I try to load data into HDFS using Flume 1.7. I created the following configuration:
# Starting with: /opt/flume/bin/flume-ng agent -n Agent -c conf -f /opt/flume/conf/test.conf
# Naming the components on the current agent
Agent.sources = Netcat
Agent.channels = MemChannel
Agent.sinks = LoggerSink hdfs-sink LocalOut
# Describing/Configuring the source
Agent.sources.Netcat.type = netcat
Agent.sources.Netcat.bind = 0.0.0.0
Agent.sources.Netcat.port = 56565
# Describing/Configuring the sink
Agent.sinks.LoggerSink.type = logger
# Define a sink that outputs to hdfs.
Agent.sinks.hdfs-sink.type = hdfs
Agent.sinks.hdfs-sink.hdfs.path = hdfs://<<IP of HDFS node>>:8020/user/admin/flume_folder/%y-%m-%d/%H%M/
Agent.sinks.hdfs-sink.hdfs.useLocalTimeStamp = true
Agent.sinks.hdfs-sink.hdfs.fileType = DataStream
Agent.sinks.hdfs-sink.hdfs.writeFormat = Text
Agent.sinks.hdfs-sink.hdfs.batchSize = 100
Agent.sinks.hdfs-sink.hdfs.rollSize = 0
Agent.sinks.hdfs-sink.hdfs.rollCount = 0
Agent.sinks.hdfs-sink.hdfs.rollInterval = 0
Agent.sinks.hdfs-sink.hdfs.idleTimeout = 0
# Schreibt input into local Filesystem
#http://flume.apache.org/FlumeUserGuide.html#file-roll-sink
Agent.sinks.LocalOut.type = file_roll
Agent.sinks.LocalOut.sink.directory = /tmp/flume
Agent.sinks.LocalOut.sink.rollInterval = 0
# Describing/Configuring the channel
Agent.channels.MemChannel.type = memory
Agent.channels.MemChannel.capacity = 1000
Agent.channels.MemChannel.transactionCapacity = 100
# Bind the source and sink to the channel
Agent.sources.Netcat.channels = MemChannel
Agent.sinks.LoggerSink.channel = MemChannel
Agent.sinks.hdfs-sink.channel = MemChannel
Agent.sinks.LocalOut.channel = MemChannel
After that I sent the following file using netcat to the source:
cat textfile.csv | nc <IP of flume agent> 56565
The file contain of the following elements:
Name1,1
Name2,2
Name3,3
Name4,4
Name5,5
Name6,6
Name7,7
Name8,8
Name9,9
Name10,10
Name11,11
Name12,12
Name13,13
Name14,14
Name15,15
Name16,16
Name17,17
Name18,18
Name19,19
Name20,20
...
Name490,490
Name491,491
Name492,492
The issue I'm facing is that without any errors flume is writing to hdfs but only one line of the transferred file. If you start to push the file multiple times to the source using nectat then sometimes flume is writing more than one file to hdfs including more than one row. But seldom all rows.
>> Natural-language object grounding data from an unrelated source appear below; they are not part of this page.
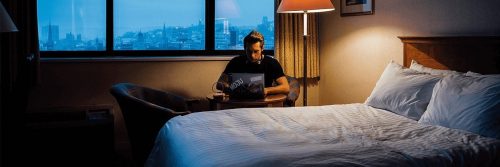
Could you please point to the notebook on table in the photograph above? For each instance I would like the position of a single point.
(246, 85)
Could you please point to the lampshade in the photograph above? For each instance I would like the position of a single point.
(301, 6)
(6, 24)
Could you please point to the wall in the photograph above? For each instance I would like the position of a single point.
(354, 50)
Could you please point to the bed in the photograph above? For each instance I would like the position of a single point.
(444, 110)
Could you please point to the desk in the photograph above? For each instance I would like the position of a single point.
(275, 100)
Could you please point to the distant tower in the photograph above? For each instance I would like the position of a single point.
(164, 37)
(140, 43)
(50, 41)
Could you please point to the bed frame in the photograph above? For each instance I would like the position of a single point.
(479, 54)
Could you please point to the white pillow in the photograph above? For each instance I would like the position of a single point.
(472, 74)
(403, 91)
(467, 103)
(420, 68)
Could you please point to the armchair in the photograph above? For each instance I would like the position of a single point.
(145, 111)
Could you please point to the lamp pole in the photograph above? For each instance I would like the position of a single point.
(304, 79)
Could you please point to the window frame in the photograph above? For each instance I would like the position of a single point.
(109, 51)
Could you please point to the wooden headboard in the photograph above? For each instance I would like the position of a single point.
(476, 54)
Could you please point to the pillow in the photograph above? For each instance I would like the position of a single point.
(467, 103)
(402, 91)
(419, 67)
(472, 74)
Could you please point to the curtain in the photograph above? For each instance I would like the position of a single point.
(19, 73)
(289, 43)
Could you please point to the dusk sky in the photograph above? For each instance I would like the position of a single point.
(88, 16)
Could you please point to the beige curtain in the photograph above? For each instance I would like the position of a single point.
(289, 43)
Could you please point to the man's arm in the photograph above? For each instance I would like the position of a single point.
(282, 87)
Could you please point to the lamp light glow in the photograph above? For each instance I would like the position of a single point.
(305, 6)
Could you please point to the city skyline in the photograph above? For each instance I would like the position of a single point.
(227, 36)
(87, 17)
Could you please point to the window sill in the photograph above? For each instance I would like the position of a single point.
(138, 59)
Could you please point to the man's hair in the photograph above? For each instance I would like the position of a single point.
(253, 37)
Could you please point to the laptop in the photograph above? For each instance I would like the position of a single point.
(246, 85)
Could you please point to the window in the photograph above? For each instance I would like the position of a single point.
(72, 25)
(159, 25)
(234, 19)
(100, 28)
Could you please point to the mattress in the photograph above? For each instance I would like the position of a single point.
(332, 135)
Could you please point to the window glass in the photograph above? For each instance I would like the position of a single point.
(72, 25)
(159, 25)
(234, 19)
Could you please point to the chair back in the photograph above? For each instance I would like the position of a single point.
(145, 111)
(294, 92)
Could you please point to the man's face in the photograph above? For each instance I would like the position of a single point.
(254, 52)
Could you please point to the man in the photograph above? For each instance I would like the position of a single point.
(255, 62)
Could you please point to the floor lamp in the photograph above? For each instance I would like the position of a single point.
(305, 6)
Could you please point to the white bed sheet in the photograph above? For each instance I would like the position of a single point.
(334, 135)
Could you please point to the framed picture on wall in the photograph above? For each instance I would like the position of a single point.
(356, 7)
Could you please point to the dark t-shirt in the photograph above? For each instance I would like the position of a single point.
(269, 66)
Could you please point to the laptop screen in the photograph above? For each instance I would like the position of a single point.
(246, 85)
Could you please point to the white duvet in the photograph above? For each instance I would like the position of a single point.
(335, 135)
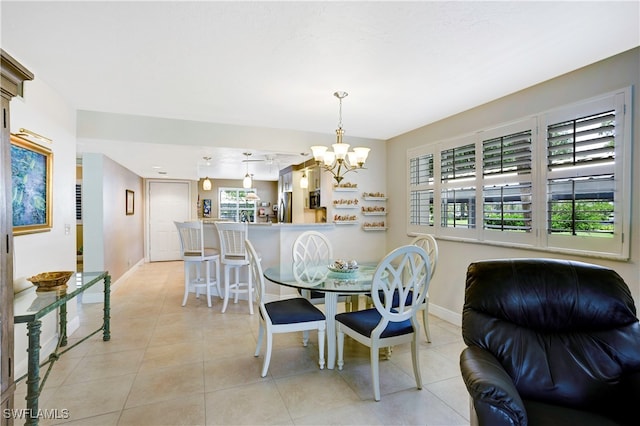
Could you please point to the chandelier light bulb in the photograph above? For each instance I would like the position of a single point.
(206, 184)
(340, 161)
(246, 182)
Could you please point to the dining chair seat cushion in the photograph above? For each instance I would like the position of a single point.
(365, 321)
(314, 294)
(293, 311)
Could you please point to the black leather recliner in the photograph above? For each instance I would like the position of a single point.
(550, 342)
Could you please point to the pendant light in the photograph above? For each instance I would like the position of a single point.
(340, 161)
(304, 180)
(206, 183)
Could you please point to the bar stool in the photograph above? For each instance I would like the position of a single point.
(233, 255)
(196, 255)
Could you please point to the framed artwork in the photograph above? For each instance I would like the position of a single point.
(31, 185)
(129, 197)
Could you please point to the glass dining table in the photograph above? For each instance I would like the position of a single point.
(332, 283)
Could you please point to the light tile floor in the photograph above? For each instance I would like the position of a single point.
(173, 365)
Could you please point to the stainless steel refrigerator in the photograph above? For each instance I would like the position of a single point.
(285, 213)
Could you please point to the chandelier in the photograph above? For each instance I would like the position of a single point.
(340, 161)
(247, 182)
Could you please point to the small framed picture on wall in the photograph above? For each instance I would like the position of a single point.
(129, 198)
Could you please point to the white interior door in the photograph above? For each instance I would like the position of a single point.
(168, 202)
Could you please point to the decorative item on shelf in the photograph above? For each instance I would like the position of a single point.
(304, 180)
(374, 210)
(340, 161)
(247, 181)
(344, 218)
(51, 281)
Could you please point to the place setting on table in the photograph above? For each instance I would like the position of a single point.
(333, 278)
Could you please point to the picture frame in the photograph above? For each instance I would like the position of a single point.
(31, 185)
(129, 202)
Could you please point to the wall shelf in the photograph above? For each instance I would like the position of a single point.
(374, 228)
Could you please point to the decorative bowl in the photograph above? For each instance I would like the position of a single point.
(51, 281)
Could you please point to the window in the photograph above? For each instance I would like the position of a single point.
(555, 181)
(421, 194)
(79, 203)
(233, 205)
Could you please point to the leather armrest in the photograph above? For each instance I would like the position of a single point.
(495, 397)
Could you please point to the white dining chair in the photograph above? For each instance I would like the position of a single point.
(195, 256)
(283, 316)
(403, 272)
(430, 245)
(312, 249)
(233, 256)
I tried to change the hdfs Parameters for rollSize, batch size and others but it doesn't change the behavior really.
The sink to local file which is also configured works just fine.
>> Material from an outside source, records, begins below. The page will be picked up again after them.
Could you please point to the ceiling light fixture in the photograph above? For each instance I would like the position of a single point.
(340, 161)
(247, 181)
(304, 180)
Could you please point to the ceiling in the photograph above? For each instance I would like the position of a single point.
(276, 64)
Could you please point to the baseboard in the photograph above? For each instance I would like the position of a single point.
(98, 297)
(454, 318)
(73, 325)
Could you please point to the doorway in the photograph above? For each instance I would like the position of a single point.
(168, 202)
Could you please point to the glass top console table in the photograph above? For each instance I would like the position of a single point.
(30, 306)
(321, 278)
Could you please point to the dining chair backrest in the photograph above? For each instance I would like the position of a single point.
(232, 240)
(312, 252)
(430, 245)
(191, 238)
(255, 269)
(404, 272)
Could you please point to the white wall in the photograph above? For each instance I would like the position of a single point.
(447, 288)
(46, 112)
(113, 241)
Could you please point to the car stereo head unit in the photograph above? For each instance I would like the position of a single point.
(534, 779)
Did somebody know how to configure it to ensure that all entries are written to hdfs without loosing entries.
Thanks for your help.
Update 1.12.2016
I removed all sinks except the sink of HDFS and changed some of the parameters. After this the HDFS sinks performs as it should be.
Here the configuration:
# Naming the components on the current agent
Agent.sources = Netcat
Agent.channels = MemChannel
Agent.sinks = hdfs-sink
# Describing/Configuring the source
Agent.sources.Netcat.type = netcat
Agent.sources.Netcat.bind = 0.0.0.0
Agent.sources.Netcat.port = 56565
# Define a sink that outputs to hdfs.
Agent.sinks.hdfs-sink.type = hdfs
Agent.sinks.hdfs-sink.hdfs.path = hdfs://<<IP of HDFS node>>/user/admin/flume_folder/%y-%m-%d/%H%M/
Agent.sinks.hdfs-sink.hdfs.useLocalTimeStamp = true
Agent.sinks.hdfs-sink.hdfs.fileType = DataStream
Agent.sinks.hdfs-sink.hdfs.writeFormat = Text
Agent.sinks.hdfs-sink.hdfs.batchSize = 100
Agent.sinks.hdfs-sink.hdfs.rollSize = 0
Agent.sinks.hdfs-sink.hdfs.rollCount = 100
# Describing/Configuring the channel
Agent.channels.MemChannel.type = memory
Agent.channels.MemChannel.capacity = 1000
Agent.channels.MemChannel.transactionCapacity = 100
# Bind the source and sink to the channel
Agent.sources.Netcat.channels = MemChannel
Agent.sinks.hdfs-sink.channel = MemChannel
Has somebody an idea why it is working with this configuration but with two or more sinks it does not work anymore?
I found the solution by my self. As I understand it, I used the same channel for both sinks. Therefore the sink which was faster take over all the entries and only some of the entries were passed to the hdfs sink.
After using different channels and including fanning for the sources with the parameter
Agent.sources.Netcat.selector.type = replicating
Flume writes to local file and to hdfs as expected.